Being willing means you are open to what is happening and open to embracing it. All of it. The good, the bad, the sad and the magical. It means you will start where you are, with what you have. Wiltpower comes from the top and pushes us down, where willingness is from the ground up and lets us build. It transforms us from punisher to cheerleader.
Where wiltpower makes us smaller, willingness gives us permission to grow. We usually invoke wiltpower when we feel negatively about what we are doing (or not doing). We invoke willingness when we are intrigued by something. Think of a baby learning to walk. The entire exercise comes from willingness. Willingness to try, fall down, get up, and do it all over again hundreds of times. If learning to walk came from wiltpower, half of us would still be crawling, telling ourselves how dumb and incapable we are. Wiltpower is a no. Willingness is a gentle, encouraging yes.
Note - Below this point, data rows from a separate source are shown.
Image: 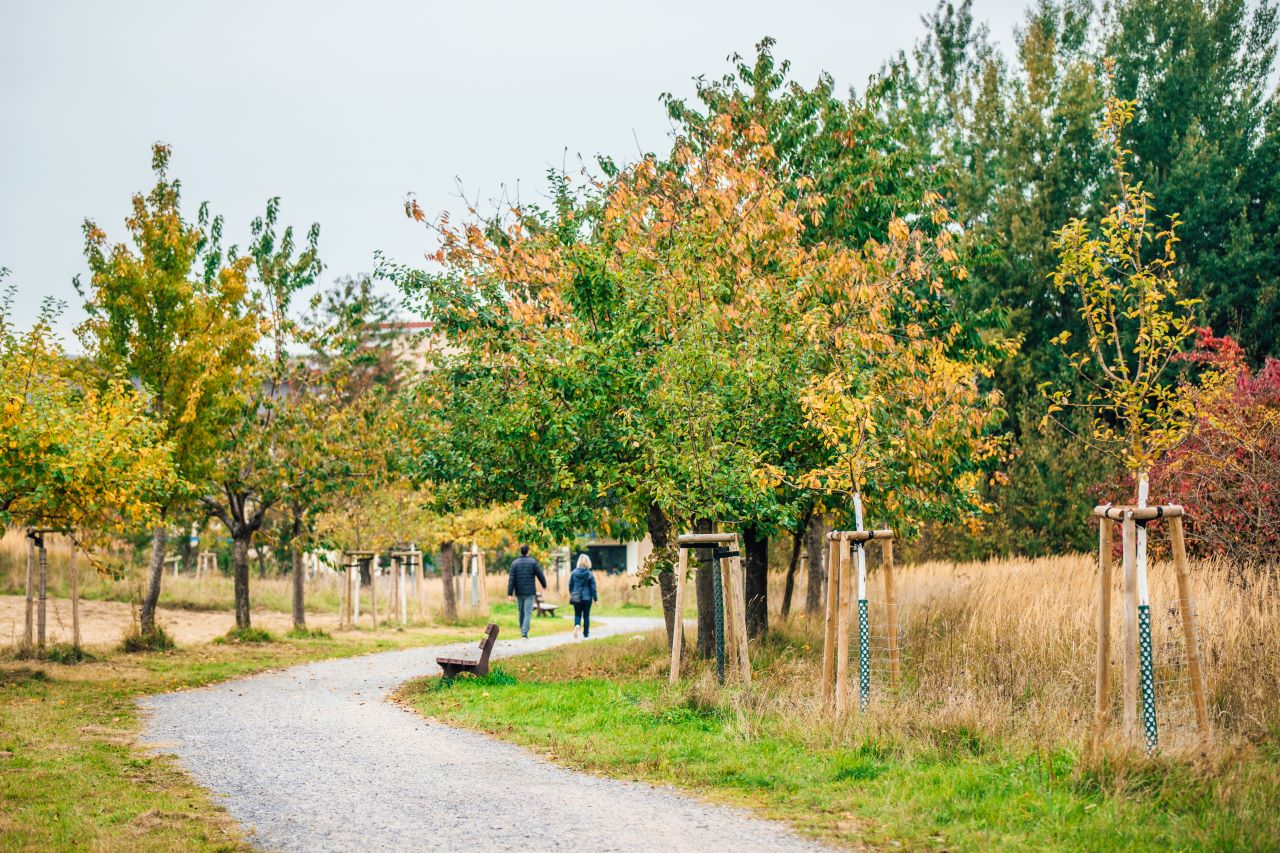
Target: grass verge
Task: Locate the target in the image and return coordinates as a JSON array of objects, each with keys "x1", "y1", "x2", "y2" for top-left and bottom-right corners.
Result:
[
  {"x1": 401, "y1": 628, "x2": 1279, "y2": 852},
  {"x1": 0, "y1": 609, "x2": 569, "y2": 852}
]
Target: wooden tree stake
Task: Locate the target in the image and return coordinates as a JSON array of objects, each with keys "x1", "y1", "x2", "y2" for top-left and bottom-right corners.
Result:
[
  {"x1": 70, "y1": 542, "x2": 81, "y2": 648},
  {"x1": 835, "y1": 536, "x2": 852, "y2": 715},
  {"x1": 726, "y1": 542, "x2": 751, "y2": 685},
  {"x1": 1095, "y1": 517, "x2": 1114, "y2": 737},
  {"x1": 882, "y1": 538, "x2": 900, "y2": 689},
  {"x1": 669, "y1": 547, "x2": 688, "y2": 684},
  {"x1": 369, "y1": 557, "x2": 379, "y2": 628},
  {"x1": 1121, "y1": 513, "x2": 1139, "y2": 744},
  {"x1": 821, "y1": 536, "x2": 839, "y2": 707},
  {"x1": 23, "y1": 535, "x2": 34, "y2": 648}
]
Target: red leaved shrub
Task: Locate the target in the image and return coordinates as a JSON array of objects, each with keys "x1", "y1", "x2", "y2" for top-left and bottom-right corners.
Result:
[{"x1": 1149, "y1": 329, "x2": 1280, "y2": 570}]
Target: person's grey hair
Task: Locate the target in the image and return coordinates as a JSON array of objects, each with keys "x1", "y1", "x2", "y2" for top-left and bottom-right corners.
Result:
[{"x1": 575, "y1": 553, "x2": 592, "y2": 570}]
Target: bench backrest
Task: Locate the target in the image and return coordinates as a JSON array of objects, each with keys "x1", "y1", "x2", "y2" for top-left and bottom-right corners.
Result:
[{"x1": 475, "y1": 622, "x2": 499, "y2": 675}]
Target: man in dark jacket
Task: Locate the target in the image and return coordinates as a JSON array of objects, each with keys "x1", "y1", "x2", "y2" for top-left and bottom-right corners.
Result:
[{"x1": 507, "y1": 545, "x2": 547, "y2": 638}]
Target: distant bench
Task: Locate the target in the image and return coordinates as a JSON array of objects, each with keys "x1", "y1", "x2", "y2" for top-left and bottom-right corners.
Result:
[
  {"x1": 534, "y1": 593, "x2": 559, "y2": 618},
  {"x1": 436, "y1": 623, "x2": 499, "y2": 678}
]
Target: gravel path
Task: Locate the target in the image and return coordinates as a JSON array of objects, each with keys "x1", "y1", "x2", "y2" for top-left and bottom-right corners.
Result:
[{"x1": 140, "y1": 617, "x2": 828, "y2": 852}]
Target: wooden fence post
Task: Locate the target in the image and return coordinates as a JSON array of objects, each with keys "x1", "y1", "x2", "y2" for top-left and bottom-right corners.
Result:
[
  {"x1": 669, "y1": 547, "x2": 688, "y2": 684},
  {"x1": 1095, "y1": 516, "x2": 1114, "y2": 739},
  {"x1": 1169, "y1": 515, "x2": 1211, "y2": 741}
]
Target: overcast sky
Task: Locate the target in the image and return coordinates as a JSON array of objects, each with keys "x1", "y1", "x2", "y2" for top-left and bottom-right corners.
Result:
[{"x1": 0, "y1": 0, "x2": 1030, "y2": 342}]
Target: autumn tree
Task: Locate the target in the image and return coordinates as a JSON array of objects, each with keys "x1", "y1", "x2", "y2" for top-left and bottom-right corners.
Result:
[
  {"x1": 1042, "y1": 91, "x2": 1199, "y2": 494},
  {"x1": 77, "y1": 144, "x2": 258, "y2": 643},
  {"x1": 2, "y1": 272, "x2": 173, "y2": 532},
  {"x1": 202, "y1": 198, "x2": 322, "y2": 630}
]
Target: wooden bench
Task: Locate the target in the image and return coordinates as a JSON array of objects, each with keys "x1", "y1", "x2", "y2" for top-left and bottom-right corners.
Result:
[
  {"x1": 436, "y1": 623, "x2": 499, "y2": 678},
  {"x1": 534, "y1": 593, "x2": 559, "y2": 618}
]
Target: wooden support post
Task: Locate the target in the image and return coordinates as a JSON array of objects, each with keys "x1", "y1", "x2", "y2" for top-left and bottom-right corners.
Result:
[
  {"x1": 351, "y1": 557, "x2": 360, "y2": 623},
  {"x1": 399, "y1": 557, "x2": 408, "y2": 625},
  {"x1": 1169, "y1": 516, "x2": 1211, "y2": 741},
  {"x1": 70, "y1": 543, "x2": 81, "y2": 648},
  {"x1": 36, "y1": 536, "x2": 47, "y2": 651},
  {"x1": 339, "y1": 561, "x2": 348, "y2": 629},
  {"x1": 23, "y1": 535, "x2": 34, "y2": 648},
  {"x1": 390, "y1": 556, "x2": 399, "y2": 622},
  {"x1": 1095, "y1": 516, "x2": 1114, "y2": 738},
  {"x1": 726, "y1": 539, "x2": 751, "y2": 685},
  {"x1": 369, "y1": 557, "x2": 379, "y2": 628},
  {"x1": 478, "y1": 549, "x2": 489, "y2": 609},
  {"x1": 835, "y1": 536, "x2": 852, "y2": 715},
  {"x1": 821, "y1": 536, "x2": 840, "y2": 709},
  {"x1": 882, "y1": 538, "x2": 900, "y2": 689},
  {"x1": 669, "y1": 547, "x2": 689, "y2": 683},
  {"x1": 719, "y1": 548, "x2": 738, "y2": 680},
  {"x1": 1121, "y1": 513, "x2": 1139, "y2": 745},
  {"x1": 417, "y1": 552, "x2": 428, "y2": 620}
]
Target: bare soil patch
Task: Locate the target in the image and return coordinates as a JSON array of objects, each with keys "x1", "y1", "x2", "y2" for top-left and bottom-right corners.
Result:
[{"x1": 0, "y1": 594, "x2": 342, "y2": 648}]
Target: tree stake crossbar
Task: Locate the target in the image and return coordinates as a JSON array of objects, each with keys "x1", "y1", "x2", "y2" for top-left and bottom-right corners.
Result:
[
  {"x1": 668, "y1": 532, "x2": 751, "y2": 686},
  {"x1": 1091, "y1": 503, "x2": 1211, "y2": 752},
  {"x1": 821, "y1": 522, "x2": 898, "y2": 716}
]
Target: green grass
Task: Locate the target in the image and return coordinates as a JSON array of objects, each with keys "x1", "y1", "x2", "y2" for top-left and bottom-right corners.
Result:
[
  {"x1": 0, "y1": 621, "x2": 529, "y2": 852},
  {"x1": 402, "y1": 632, "x2": 1280, "y2": 852}
]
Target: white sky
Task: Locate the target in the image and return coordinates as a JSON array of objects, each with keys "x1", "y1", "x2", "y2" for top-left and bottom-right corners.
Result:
[{"x1": 0, "y1": 0, "x2": 1030, "y2": 343}]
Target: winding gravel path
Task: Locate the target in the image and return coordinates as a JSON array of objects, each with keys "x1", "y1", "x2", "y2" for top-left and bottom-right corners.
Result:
[{"x1": 141, "y1": 617, "x2": 827, "y2": 852}]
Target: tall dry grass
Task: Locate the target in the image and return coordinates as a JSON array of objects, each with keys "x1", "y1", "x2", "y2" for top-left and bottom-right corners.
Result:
[{"x1": 692, "y1": 552, "x2": 1280, "y2": 760}]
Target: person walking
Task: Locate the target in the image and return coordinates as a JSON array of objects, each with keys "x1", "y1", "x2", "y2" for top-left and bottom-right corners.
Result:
[
  {"x1": 568, "y1": 554, "x2": 598, "y2": 639},
  {"x1": 507, "y1": 545, "x2": 546, "y2": 638}
]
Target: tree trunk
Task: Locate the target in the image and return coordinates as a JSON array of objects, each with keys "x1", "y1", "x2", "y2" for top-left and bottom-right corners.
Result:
[
  {"x1": 291, "y1": 536, "x2": 306, "y2": 631},
  {"x1": 232, "y1": 535, "x2": 252, "y2": 629},
  {"x1": 256, "y1": 544, "x2": 268, "y2": 578},
  {"x1": 140, "y1": 518, "x2": 168, "y2": 637},
  {"x1": 743, "y1": 525, "x2": 768, "y2": 639},
  {"x1": 805, "y1": 513, "x2": 827, "y2": 615},
  {"x1": 648, "y1": 502, "x2": 680, "y2": 651},
  {"x1": 694, "y1": 518, "x2": 715, "y2": 659},
  {"x1": 781, "y1": 506, "x2": 813, "y2": 620},
  {"x1": 440, "y1": 541, "x2": 458, "y2": 621}
]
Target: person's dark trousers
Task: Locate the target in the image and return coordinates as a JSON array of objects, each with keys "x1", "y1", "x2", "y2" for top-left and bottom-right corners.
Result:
[
  {"x1": 516, "y1": 594, "x2": 535, "y2": 637},
  {"x1": 572, "y1": 600, "x2": 592, "y2": 637}
]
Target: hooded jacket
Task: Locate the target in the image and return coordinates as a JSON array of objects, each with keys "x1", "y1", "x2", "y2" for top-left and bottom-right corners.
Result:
[{"x1": 568, "y1": 566, "x2": 598, "y2": 603}]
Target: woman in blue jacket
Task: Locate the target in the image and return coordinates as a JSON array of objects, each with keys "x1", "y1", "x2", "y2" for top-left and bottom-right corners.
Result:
[{"x1": 569, "y1": 554, "x2": 598, "y2": 639}]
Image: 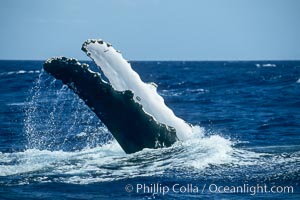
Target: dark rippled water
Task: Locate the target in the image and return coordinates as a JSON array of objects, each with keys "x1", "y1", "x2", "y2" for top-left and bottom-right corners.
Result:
[{"x1": 0, "y1": 60, "x2": 300, "y2": 199}]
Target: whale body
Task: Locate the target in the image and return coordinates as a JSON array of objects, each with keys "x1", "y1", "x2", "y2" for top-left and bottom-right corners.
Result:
[{"x1": 43, "y1": 39, "x2": 193, "y2": 153}]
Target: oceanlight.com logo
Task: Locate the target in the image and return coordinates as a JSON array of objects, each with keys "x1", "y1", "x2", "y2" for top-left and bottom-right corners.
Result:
[{"x1": 125, "y1": 183, "x2": 294, "y2": 196}]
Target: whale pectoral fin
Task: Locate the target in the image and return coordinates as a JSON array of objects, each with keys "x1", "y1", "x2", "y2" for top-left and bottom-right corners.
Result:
[{"x1": 43, "y1": 57, "x2": 179, "y2": 154}]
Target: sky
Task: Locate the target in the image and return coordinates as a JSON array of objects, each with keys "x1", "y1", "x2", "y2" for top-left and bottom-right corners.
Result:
[{"x1": 0, "y1": 0, "x2": 299, "y2": 60}]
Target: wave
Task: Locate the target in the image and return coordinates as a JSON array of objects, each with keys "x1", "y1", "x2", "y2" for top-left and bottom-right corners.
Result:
[
  {"x1": 0, "y1": 127, "x2": 236, "y2": 184},
  {"x1": 1, "y1": 129, "x2": 299, "y2": 185},
  {"x1": 256, "y1": 63, "x2": 277, "y2": 68},
  {"x1": 160, "y1": 88, "x2": 209, "y2": 97},
  {"x1": 0, "y1": 70, "x2": 40, "y2": 76}
]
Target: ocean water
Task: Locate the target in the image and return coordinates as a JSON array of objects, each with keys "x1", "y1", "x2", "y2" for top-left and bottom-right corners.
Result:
[{"x1": 0, "y1": 60, "x2": 300, "y2": 199}]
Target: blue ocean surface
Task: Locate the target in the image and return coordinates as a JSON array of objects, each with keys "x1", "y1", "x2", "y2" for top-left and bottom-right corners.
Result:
[{"x1": 0, "y1": 60, "x2": 300, "y2": 199}]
Try to be intrigued by life right now. Be willing to sit still, lay down, waste time with your kids, throw away the “should book” of what you think to be true, and accept that what is best right now might be to simply go with the daily flow of your mood. We are smarter than we think, if we are just willing to listen to ourselves.
Today, stop and ask yourself if your willpower is really just wiltpower in disguise. Are you feeling too negatively toward yourself? Is your goal setting less about moving toward a better version of you and more about keeping up with the Instagram narrative of who the perfect quarantine woman is?
I, for one, am throwing wiltpower away. It doesn’t serve me, and I honestly don’t think it helps anyone. We should not shame ourselves into anything, and especially now. We need to be gentle with ourselves. Don’t see your frustration with your kids in these times as a lack of willpower. Instead, be willing to embrace your humanity and your own acting out. Our kids are acting out and so are we! Feel how empowering it is to admit that? I am willing to admit I am not perfect and that it’s okay if my kids see me as not perfect. At the end of the day, people don’t want perfection. They want authenticity.
I won’t be mad at myself or “should” myself into a shame spiral. I will be willing to be open. I will be willing to embrace small choices that add up to big shifts in how I see each day and feel each moment. I will be willing to believe that I instinctively will make the right choices for my family and for myself. I will be willing to use my willpower for good.
So go out (figuratively) and embrace the day by kicking your wiltpower to the curb and stop “shoulding” all over yourself.